Shai sat cross-legged on the edge of the rug, his gaze flitting from one boy to the next.
“So we’re starting from that caravan that those religious guys plopped down on our block and made into a synagogue. Anyone have any special requests, anywhere they want us to take care of? My plan is to hit as many locations in the city as we can, but if someone has a preference for a certain place, no prob.”
“You remember that community center I told you about?” Eddie asked, standing up with the empty bowl and heading to the kitchen for a refill. “The one that a new girls’ school took over, around the corner?”
“Got it down,” Ronny said with a broad smile. “How ’bout you, Ofer? Anything?”
“Well, there’s one place that I don’t want us to touch.”
“The caravan. The synagogue.”
“Ah, you traditional or something, Ofer?” Ronny’s voice oozed with scorn. “I didn’t know. I’m so sorry if I offended your sensitivities.”
“I don’t know myself what I am,” Ofer protested, “but you don’t touch a synagogue. It doesn’t only belong to religious people!”
“So you have two options,” Ronny said coolly, sticking his hand into the refilled bowl in the center of the rug. “Either the grandma who told you that stuff won’t know what her grandson is really doing, or her grandson will stay home when we go there. I’m not giving up on it, Ofer. It’s too perfect for what we want. It has a small window, the perfect size for Zimmer, and it’s in a really quiet spot. At twelve midnight it’s as deserted as a cemetery, and at three, it’s quieter than a grave.”
Nava was right.
“I’m happy to see that you realize that this was a very serious thing,” Mr. Cohen said in a solemn tone, and lifted Rafi’s face—which had filled out nicely over the past few weeks—to look at him. “And I’m sure you’re not going to do it again, right?”

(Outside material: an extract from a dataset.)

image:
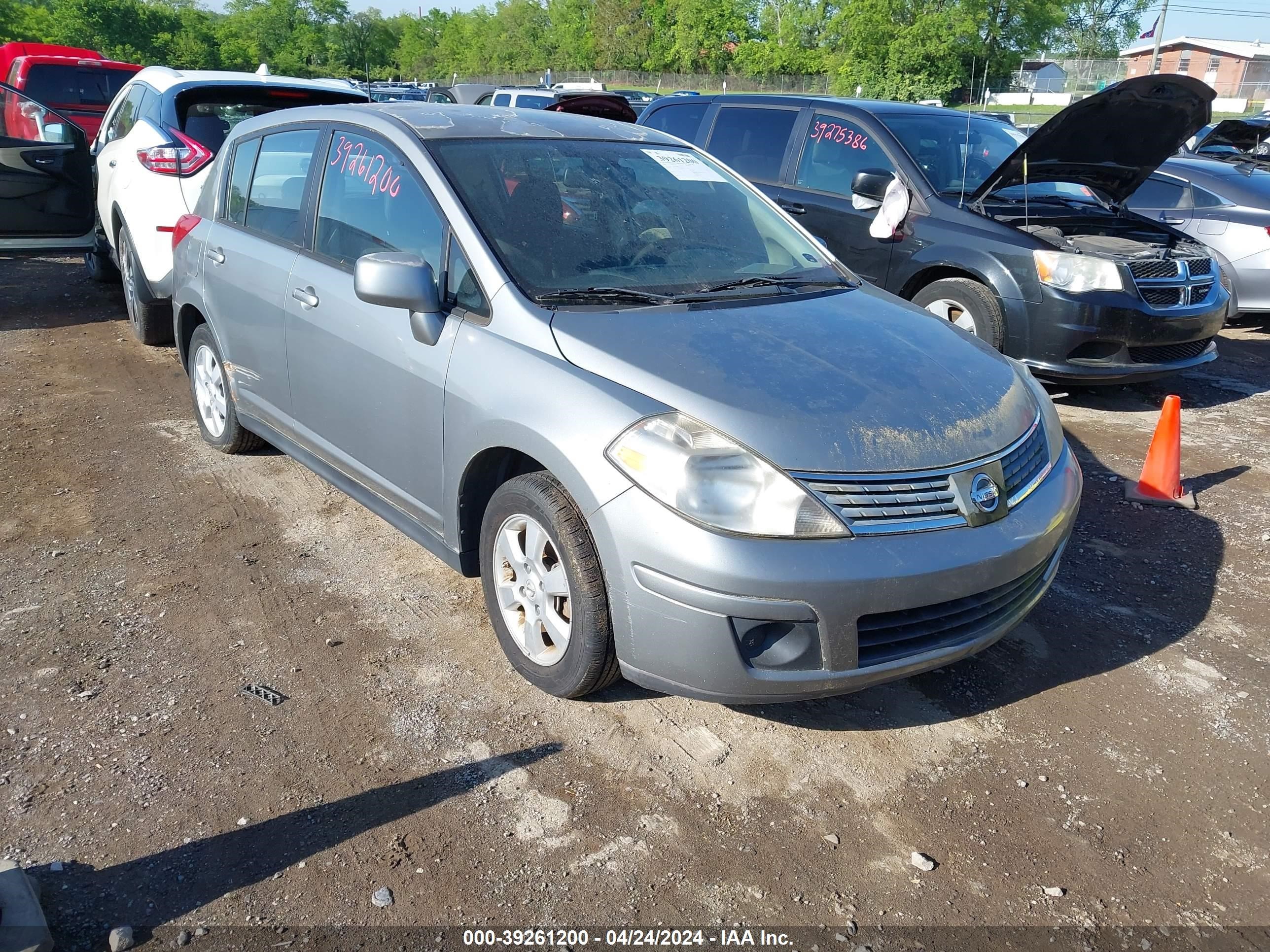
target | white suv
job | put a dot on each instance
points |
(151, 155)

“Right,” Rafi said in a small voice.
“You have to talk to teachers with derech eretz, with respect.”
“Like to Sarah.”
Manny smiled. “Like to Sarah, if not more. So, what would you like me to write, Rafi?” He held Rafi’s student calendar that Nava had bought him, a pen poised over the page.
“Write it here,” Rafi said, pointing to an empty box on the bottom of the page. “Write, ‘Rafi promises to behave with derech….’—what did you call it?”

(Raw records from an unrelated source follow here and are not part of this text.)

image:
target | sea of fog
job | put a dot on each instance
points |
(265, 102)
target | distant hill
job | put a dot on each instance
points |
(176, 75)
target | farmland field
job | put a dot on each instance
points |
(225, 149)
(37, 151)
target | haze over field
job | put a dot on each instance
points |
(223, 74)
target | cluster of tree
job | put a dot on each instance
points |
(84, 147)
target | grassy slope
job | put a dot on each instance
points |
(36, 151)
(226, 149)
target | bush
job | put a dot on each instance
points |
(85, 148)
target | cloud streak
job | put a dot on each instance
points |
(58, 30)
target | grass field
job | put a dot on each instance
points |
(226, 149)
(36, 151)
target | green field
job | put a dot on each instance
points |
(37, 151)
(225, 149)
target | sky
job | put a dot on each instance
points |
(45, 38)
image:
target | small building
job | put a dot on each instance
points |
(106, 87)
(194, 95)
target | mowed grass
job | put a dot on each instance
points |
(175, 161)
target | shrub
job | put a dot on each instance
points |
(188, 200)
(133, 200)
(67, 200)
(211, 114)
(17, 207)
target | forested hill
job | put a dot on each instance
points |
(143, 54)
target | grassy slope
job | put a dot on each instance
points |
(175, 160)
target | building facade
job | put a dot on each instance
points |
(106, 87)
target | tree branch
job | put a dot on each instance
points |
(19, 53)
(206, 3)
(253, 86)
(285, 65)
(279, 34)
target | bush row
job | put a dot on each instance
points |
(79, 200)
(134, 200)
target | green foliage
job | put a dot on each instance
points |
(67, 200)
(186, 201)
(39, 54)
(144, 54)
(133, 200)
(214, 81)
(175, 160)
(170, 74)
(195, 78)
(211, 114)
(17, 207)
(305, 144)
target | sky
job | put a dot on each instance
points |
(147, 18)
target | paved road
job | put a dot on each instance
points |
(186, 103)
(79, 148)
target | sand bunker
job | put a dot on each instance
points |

“Derech eretz, Rafi,” Yael said quietly and pinched his cheek. “We’re sure you’re going to stick to your word.”
“Okay, so write it,” Rafi said, suddenly lifting his gaze. “And do you let me hit a boy from sixth grade tomorrow?”
Nava looked up from her plate.
“Because I told him I would, and Mrs. Cohen, you just said that I have to stick to my word.”
“She meant good promises only, Rafi,” Manny said seriously, waving the pen. For some reason, he felt an urge to smile, but was relieved that he was able to quash it before it reached his lips. “Why do you want to hit him?”
“Because he started up with Meir Cooperman, and that’s not fair! He’s such a big kid picking on a little weakling! I promised Meir that I’ll get back at the kid for him.”
“Not worth it,” Mr. Cohen said in a measured tone. “Not a good idea at all. Tell Meir that we don’t want you to fight with other kids, okay?”
“Fine,” Rafi said obediently, taking his calendar and putting it back in his knapsack.
“Have you finished eating already?” Manny asked, not inquiring about the brachah even though the words were on the tip of his tongue. Reb Shlomo had told him to let the child learn from his surroundings.
“If he’ll be happy with you, he will want to imitate you and be like you,” he had said.
“But everything will be only external,” Manny had argued heatedly.
“Mitoch shelo lishmah ba lishmah,” the Rav had said. “From doing things for the wrong reasons, he will come to doing things for the right reasons. You will create the atmosphere, and Hashem will help that the boy will come around on his own.”
Now, Manny watched as Rafi nodded his head.
“Yes, I finished eating. I want to learn chumash with you!” he said cheerfully, glancing at the tray of cookies that Yael was pulling out of the oven. Rafi knew she would serve them as he learned with Mr. Cohen, with a cup of hot chocolate. “But one minute; I just have to bentsch.”
He took one of the bentschers from the shelf, opened it, swayed back and forth for a minute and then closed it. “I’m coming!”